Il miglior racconto sarà premiato con la pubblicazione nella prima pagina del sito per un mese con l'indicazione del vincitore.


 
     



Lista Generale

     
 



Rosa tenue

Era morta. Mortissima. Stramorta. La cosa dentro la vasca era morta. Si perchè quella non era più la professoressa Marini, ma una cosa gonfia e livida che galleggiava come una camera d'aria. Era stato lui. Era stato lui a fare quello. Arretrò con le spalle al muro. L'aveva uccisa per davvero. Come aveva potuto avere ucciso un essere umano?
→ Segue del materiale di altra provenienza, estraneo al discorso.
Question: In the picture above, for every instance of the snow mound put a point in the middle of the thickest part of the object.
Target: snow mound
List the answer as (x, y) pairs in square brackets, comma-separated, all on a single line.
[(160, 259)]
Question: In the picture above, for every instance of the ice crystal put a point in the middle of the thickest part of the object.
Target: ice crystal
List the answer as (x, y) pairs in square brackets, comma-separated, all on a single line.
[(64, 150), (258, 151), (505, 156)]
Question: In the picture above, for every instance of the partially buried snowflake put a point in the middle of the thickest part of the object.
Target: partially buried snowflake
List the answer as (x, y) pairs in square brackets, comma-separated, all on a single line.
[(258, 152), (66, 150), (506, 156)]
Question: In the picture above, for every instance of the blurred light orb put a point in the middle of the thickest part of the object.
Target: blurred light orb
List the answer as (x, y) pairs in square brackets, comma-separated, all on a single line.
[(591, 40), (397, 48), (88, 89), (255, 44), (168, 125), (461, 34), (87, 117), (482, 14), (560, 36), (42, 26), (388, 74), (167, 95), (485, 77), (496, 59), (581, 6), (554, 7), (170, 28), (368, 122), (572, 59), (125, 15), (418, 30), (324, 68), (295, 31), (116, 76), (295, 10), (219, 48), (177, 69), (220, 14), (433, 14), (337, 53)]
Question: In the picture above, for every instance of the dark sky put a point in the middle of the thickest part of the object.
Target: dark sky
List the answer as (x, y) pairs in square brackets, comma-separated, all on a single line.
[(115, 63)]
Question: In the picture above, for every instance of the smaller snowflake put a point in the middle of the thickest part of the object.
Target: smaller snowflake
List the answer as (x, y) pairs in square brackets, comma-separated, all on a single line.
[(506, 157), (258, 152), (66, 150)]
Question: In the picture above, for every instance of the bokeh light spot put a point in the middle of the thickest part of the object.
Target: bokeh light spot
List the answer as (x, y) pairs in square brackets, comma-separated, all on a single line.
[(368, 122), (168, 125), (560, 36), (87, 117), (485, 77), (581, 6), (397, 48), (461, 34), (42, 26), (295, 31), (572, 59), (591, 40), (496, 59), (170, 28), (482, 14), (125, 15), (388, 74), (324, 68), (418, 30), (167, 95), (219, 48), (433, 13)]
Si gettò sul water e vomitò “ Me ne devo andare subito “ si disse.
La nausea serrava la sua gola e come la marea saliva bloccando la mente, Brando si accasciava appoggiando la schiena alla parete, le piastrelle azzurre del pavimento attorno alla vasca apparivano asciutte, si toccava la camicia bianca con le maniche arrotolate al di sopra del gomito, scorrendo le mani sui jeans sentiva i muscoli della gambe senza tensione, abbandonati, nemmeno una goccia di acqua, né un alone di umidità.
I pensieri si inceppavano incapaci di agganciarsi uno all'altro “ Come posso aver annegato una donna senza spargere acqua sul pavimento, su di me? “, cercava disper... (continua)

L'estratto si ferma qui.